Early ‘front door’ assessments of families by social workers have risen by between 20 and 30 per cent since November 2008, when two people were convicted in connection with the death of 17-month-old Peter Connelly, known as Baby P.
The case caused national outcry and led all statutory agencies involved in child protection to tighten their monitoring and reporting of children at risk of harm.
Consequently, the number of children on the borough’s child protection list this year rose from 121 to 200.
Child protection cases can take up to two years to assess, monitor and process.
To meet the unexpected demand, the council has hired 11 new social workers to carry out frontline assessments of a child’s family situation.
Nine full-time staff who left their posts in the aftermath of the nationwide furore caused by the Baby P case, have also been replaced.
Councillor Sarah Gore, cabinet member for children’s services, said: “This radical shift in resourcing reaffirms our commitment to supporting the most vulnerable children.
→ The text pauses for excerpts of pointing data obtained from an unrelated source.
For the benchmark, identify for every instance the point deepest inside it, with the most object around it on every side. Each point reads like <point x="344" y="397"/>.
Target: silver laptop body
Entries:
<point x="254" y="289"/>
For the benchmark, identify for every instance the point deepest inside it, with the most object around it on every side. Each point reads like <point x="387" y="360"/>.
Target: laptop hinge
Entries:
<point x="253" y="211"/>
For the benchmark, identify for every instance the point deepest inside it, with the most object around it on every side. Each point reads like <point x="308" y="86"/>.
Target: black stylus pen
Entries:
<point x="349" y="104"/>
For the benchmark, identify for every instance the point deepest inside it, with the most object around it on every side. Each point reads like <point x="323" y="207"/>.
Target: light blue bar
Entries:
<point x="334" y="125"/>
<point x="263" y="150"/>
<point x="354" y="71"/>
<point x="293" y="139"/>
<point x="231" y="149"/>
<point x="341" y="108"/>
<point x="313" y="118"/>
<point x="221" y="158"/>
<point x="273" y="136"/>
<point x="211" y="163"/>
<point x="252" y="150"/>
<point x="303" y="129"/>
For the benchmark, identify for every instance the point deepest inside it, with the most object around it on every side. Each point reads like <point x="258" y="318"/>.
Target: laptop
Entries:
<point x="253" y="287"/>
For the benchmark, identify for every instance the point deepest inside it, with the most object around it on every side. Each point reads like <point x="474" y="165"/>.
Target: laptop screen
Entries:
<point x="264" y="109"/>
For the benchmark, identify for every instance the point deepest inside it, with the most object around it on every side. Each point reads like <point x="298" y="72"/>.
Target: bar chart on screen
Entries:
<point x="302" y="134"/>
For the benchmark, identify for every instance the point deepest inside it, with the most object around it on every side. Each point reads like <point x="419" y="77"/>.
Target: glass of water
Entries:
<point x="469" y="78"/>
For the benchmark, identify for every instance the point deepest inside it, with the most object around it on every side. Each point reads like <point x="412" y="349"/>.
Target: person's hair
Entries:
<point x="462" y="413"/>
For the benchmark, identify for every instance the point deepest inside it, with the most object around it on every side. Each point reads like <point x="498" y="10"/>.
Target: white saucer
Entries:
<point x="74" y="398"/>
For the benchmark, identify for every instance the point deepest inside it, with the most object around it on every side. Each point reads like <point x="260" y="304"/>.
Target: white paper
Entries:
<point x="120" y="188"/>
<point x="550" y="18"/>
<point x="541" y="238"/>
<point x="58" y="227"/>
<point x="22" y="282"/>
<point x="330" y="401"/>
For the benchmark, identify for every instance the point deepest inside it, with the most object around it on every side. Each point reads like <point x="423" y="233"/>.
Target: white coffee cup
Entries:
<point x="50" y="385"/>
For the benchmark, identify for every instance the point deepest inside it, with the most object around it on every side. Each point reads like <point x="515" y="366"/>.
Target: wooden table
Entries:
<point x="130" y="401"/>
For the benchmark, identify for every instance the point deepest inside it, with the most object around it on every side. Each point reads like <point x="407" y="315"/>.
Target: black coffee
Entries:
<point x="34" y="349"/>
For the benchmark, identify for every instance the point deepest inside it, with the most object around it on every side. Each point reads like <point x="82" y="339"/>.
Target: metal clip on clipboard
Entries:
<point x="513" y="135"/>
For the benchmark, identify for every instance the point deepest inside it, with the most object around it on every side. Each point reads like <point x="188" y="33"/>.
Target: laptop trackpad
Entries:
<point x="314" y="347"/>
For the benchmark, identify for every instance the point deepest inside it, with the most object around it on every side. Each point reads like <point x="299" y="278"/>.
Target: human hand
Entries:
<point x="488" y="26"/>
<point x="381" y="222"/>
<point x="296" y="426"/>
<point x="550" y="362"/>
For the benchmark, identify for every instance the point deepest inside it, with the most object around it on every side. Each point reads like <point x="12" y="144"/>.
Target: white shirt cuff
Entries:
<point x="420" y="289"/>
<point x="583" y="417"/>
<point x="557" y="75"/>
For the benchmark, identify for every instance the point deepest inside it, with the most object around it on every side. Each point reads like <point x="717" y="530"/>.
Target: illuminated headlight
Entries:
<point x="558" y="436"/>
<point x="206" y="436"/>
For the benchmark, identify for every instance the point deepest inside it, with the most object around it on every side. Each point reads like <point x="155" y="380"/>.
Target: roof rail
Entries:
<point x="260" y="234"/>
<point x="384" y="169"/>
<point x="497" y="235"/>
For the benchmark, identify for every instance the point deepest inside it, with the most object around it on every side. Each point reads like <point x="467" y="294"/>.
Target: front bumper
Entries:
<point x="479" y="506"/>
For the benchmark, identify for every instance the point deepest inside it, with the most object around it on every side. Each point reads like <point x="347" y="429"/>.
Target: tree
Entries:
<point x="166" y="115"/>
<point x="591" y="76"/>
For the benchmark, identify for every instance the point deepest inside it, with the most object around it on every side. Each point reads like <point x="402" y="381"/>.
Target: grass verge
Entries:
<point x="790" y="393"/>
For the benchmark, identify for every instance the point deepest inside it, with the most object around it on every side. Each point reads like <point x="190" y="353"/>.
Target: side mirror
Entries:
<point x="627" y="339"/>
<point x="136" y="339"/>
Council tax cuts in Hammersmith and Fulham have not been at the expense of our most vulnerable residents.”
Lord Laming’s review of children’s services commissioned last year in the wake of the Baby P case, concluded that child protection services across the country had not been giving the ‘priority they deserved’ and were often hampered by local bureaucracy.
In response, the council conducted a review of its services which this week received cross-party support at a cabinet meeting to approve the funding increase.
The extra money has been drawn from the council’s £14.8m reserves and more than £600,000 savings from 31 jobs cuts in the children’s services department – including several social workers who help promote fostering in the borough.
The review found: * Reports to the council about children have risen from 590 (Oct 2008) to 700 each month. * Initial assessments of cases have increased from 106 to 127 each month. * In-depth assessments of the most serious cases are up from 40 to 53 each month. * There is a chronic shortage of foster carers in the borough, with more than two thirds of children being placed in other London boroughs or elsewhere in the country.The new money will be spent on social workers (£838,000), court fees incurred during care proceedings (£660,00) and to pay for fostering (£155,000).
If demand on children’s services continues, spending forecasts suggest the council may need to budget £2.5m more by 2011-12.